I love the Town of Occoquan.  It’s like a walk back in time.  I enjoy checking out the shops looking for things not available anywhere else.  Puzzle Palooza is a great place to get out of the heat and spend some quality time with friends and family solving “puzzles” other than those in the news.  

After lunch at the Secret Garden Cafe, maybe a slice at Third Base Pizza, or a snack at one of the other eateries, you will usually find me sitting on the front porch of Mom’s Apple Pie enjoying a piece of cherry crumb and a cup of coffee.  

I wanted to learn more about one of my favorite places, so I asked Occoquan’s mayor, Earnie Porta, to go for a walk and talk about his town.  It was obvious from the start just how much Porta loves Occoquan.  Porta is a long-time member and treasurer of the Prince William Historical Society.  He “knows stuff” and is easy to find.  Porta knows his town and its thousand or so residents.

We started our walk on Porta’s front porch.  My first question was, “What does the word Occoquan actually mean?”  It is documented in many places as meaning “at the end of the water.”  Porta shared that more recent research indicates it probably meant “grove of trees.”  That is probably news to a lot of long-time Occoquan residents.
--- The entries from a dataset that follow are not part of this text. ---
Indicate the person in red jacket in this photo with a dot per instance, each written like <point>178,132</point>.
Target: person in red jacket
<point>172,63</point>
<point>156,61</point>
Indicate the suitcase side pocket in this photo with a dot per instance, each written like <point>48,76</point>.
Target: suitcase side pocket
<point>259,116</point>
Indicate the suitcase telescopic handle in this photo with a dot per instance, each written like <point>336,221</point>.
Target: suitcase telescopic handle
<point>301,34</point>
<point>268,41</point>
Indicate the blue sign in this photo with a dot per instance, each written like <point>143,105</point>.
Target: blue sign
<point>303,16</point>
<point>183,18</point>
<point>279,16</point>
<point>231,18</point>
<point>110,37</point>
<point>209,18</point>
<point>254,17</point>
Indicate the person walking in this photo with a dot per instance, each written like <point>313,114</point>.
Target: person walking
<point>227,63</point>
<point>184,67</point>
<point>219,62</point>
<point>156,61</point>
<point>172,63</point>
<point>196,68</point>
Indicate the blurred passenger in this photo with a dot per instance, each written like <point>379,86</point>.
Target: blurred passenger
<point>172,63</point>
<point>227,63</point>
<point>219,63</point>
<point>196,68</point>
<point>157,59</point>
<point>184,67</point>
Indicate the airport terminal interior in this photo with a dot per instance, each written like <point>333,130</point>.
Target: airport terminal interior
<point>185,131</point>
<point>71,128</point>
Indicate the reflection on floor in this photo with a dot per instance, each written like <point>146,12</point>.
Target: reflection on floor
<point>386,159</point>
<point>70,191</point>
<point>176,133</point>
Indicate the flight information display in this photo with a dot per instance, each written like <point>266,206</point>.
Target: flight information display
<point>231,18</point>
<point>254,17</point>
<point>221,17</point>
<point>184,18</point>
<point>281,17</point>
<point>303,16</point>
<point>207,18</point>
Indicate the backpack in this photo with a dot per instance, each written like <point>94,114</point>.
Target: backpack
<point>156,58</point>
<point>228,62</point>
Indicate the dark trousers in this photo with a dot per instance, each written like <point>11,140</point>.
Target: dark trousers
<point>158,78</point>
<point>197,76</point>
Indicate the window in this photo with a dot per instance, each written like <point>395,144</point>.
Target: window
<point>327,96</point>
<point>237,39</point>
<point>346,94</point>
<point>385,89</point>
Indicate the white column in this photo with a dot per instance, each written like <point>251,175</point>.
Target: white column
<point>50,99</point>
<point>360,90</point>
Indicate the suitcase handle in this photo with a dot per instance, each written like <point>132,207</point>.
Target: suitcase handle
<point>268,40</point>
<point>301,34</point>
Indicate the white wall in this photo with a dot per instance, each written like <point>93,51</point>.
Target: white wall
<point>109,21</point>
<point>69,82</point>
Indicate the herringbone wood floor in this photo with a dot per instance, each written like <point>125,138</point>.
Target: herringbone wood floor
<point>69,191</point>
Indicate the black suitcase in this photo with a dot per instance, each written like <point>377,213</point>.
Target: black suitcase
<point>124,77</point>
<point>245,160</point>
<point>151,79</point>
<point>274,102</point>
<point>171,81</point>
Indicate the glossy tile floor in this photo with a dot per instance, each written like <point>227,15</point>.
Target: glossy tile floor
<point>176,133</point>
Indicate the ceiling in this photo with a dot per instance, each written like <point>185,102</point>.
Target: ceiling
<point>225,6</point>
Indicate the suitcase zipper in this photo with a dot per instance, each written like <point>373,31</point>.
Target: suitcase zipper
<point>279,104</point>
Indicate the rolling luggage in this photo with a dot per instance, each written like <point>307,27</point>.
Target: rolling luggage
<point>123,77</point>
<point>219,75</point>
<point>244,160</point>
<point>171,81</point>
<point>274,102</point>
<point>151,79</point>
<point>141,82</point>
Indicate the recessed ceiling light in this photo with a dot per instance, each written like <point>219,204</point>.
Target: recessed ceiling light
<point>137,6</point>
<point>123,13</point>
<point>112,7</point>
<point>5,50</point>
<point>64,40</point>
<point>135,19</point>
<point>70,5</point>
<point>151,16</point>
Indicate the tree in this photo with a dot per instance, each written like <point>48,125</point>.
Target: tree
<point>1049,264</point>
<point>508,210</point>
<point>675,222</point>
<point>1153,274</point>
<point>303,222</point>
As we walked down Mill Street, I asked Porta what his biggest challenge as mayor is.  He quickly replied, “COVID-19.”  Occoquan residents pay both Prince William County and town taxes.  The engine of maintaining its charm, beauty and services is the revenue generated by businesses, and COVID-19 has significantly affected that revenue stream.  
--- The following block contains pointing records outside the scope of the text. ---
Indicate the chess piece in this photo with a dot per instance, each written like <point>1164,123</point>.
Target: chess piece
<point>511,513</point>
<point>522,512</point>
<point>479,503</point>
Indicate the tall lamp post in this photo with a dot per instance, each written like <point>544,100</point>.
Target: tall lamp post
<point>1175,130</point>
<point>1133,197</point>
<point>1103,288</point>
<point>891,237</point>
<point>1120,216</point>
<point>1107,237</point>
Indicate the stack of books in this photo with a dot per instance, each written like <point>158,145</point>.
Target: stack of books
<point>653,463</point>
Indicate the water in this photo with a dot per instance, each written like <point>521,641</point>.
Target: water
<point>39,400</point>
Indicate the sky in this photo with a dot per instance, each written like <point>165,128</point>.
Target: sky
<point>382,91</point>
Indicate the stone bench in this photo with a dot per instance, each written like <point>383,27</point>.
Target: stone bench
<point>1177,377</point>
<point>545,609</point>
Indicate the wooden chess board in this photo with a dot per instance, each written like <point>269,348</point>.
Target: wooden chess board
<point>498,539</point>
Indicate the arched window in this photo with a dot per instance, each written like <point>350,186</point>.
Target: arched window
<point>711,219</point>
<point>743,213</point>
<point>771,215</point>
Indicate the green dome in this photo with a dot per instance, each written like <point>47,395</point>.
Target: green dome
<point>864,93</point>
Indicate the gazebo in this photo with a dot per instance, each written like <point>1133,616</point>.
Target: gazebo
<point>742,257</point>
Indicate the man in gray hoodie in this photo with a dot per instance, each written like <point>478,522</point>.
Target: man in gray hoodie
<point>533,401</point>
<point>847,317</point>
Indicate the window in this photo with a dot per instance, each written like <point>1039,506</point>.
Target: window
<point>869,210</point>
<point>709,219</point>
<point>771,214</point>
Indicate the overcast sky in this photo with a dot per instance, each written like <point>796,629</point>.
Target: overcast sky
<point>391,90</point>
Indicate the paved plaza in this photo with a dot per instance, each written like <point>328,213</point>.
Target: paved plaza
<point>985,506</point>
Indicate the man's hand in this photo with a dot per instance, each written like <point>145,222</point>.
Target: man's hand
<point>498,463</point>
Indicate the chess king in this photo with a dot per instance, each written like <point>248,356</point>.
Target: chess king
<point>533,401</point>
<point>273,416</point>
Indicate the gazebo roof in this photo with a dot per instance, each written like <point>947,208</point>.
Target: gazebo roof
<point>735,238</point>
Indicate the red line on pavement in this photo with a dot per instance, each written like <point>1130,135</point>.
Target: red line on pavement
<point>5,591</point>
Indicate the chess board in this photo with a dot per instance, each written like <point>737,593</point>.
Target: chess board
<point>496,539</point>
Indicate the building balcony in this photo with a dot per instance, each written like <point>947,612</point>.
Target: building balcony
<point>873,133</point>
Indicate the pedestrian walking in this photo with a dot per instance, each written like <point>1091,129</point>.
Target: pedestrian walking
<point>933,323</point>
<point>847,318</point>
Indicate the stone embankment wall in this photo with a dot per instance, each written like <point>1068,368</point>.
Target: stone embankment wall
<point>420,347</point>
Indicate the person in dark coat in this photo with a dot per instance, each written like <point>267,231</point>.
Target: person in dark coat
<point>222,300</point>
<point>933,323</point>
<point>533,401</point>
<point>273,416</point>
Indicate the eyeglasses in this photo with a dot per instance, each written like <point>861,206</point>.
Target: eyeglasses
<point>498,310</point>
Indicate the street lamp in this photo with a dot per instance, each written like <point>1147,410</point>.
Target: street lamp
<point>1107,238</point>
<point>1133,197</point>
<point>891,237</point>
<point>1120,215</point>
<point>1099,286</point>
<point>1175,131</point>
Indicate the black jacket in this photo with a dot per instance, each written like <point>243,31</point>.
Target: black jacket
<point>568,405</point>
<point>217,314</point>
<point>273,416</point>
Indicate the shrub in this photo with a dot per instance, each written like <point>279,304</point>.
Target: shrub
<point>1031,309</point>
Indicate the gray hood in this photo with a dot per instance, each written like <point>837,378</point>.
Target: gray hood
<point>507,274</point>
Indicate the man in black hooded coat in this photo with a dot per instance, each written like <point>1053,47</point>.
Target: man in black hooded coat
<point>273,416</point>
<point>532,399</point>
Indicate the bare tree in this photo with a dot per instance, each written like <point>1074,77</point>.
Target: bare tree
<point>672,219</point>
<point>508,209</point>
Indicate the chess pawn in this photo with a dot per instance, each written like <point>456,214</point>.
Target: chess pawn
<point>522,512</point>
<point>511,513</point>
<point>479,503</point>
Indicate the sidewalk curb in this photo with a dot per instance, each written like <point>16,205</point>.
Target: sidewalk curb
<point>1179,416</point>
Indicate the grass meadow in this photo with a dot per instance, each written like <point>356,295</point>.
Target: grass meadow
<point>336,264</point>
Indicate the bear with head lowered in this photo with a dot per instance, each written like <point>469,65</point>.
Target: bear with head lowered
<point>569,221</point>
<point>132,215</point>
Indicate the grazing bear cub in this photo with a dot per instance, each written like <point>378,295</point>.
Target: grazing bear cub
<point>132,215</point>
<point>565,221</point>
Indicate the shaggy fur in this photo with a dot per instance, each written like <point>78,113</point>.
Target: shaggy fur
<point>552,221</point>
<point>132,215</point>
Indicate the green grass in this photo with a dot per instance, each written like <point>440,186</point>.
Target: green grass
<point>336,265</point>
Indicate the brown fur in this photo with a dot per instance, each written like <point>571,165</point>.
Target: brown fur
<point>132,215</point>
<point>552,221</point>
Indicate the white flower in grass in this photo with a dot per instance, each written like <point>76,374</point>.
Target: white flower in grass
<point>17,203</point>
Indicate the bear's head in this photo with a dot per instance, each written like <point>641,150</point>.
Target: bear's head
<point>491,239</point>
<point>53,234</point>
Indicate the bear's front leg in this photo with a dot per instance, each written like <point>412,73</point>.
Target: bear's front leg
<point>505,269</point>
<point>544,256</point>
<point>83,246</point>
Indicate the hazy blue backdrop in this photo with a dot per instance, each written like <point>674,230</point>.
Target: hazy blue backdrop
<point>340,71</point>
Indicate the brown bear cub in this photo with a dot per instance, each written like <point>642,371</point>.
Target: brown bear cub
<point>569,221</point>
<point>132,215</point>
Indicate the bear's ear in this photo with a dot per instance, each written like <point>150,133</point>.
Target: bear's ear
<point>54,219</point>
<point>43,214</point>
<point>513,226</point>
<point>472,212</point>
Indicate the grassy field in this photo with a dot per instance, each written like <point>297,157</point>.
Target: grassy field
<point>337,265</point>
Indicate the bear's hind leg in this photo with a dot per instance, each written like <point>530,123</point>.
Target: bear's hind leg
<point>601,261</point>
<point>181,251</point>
Porta was quick to point out that Gov. Ralph Northam’s policy allowing non-essential businesses to remain open and adapt was important to Occoquan’s recovery.  Occoquan businesses were quick to follow the rules, develop new business models based on curbside delivery and other ideas, and evolve as stages of re-opening allowed businesses and restaurants to serve more customers.  

Porta gave a “shout-out” to the current Prince William Board of County Supervisors for its support through these trying times.

As we approached Occoquan Park, I noticed quite a few people were enjoying its amenities.  Social distancing was the norm.  When guidance came out, Porta personally painted the social distancing lines in the park to ensure residents and guests stay safe.  

We walked on a Sunday afternoon, normally a busy day.  I usually have to search for a parking spot, but had no trouble finding one this time.  Shops and restaurants had customers, but not to capacity.  For those wanting a break from self-quarantine or looking for a place to get out where businesses and customers are wearing masks, social distancing and following the state’s guidance, head for Occoquan. Occoquan is open for business.  I can’t think of a more pleasant break during these “interesting COVID-19 times.”

If you want to learn more, check out the Occoquan Historical Society.  Porta is also the treasurer of this group.  The society operates the Mill House Museum and promotes preservation of the town’s character and interest in its heritage.  If you are lucky, you might run into Porta wandering around his town.  Ask him anything about Occoquan.  My walk just “scratched the surface.”

After my walk with Mayor Porta, I headed over to Mom’s Apple Pie for a slice of cherry crumb and a cup of coffee.  I love the view from their front porch.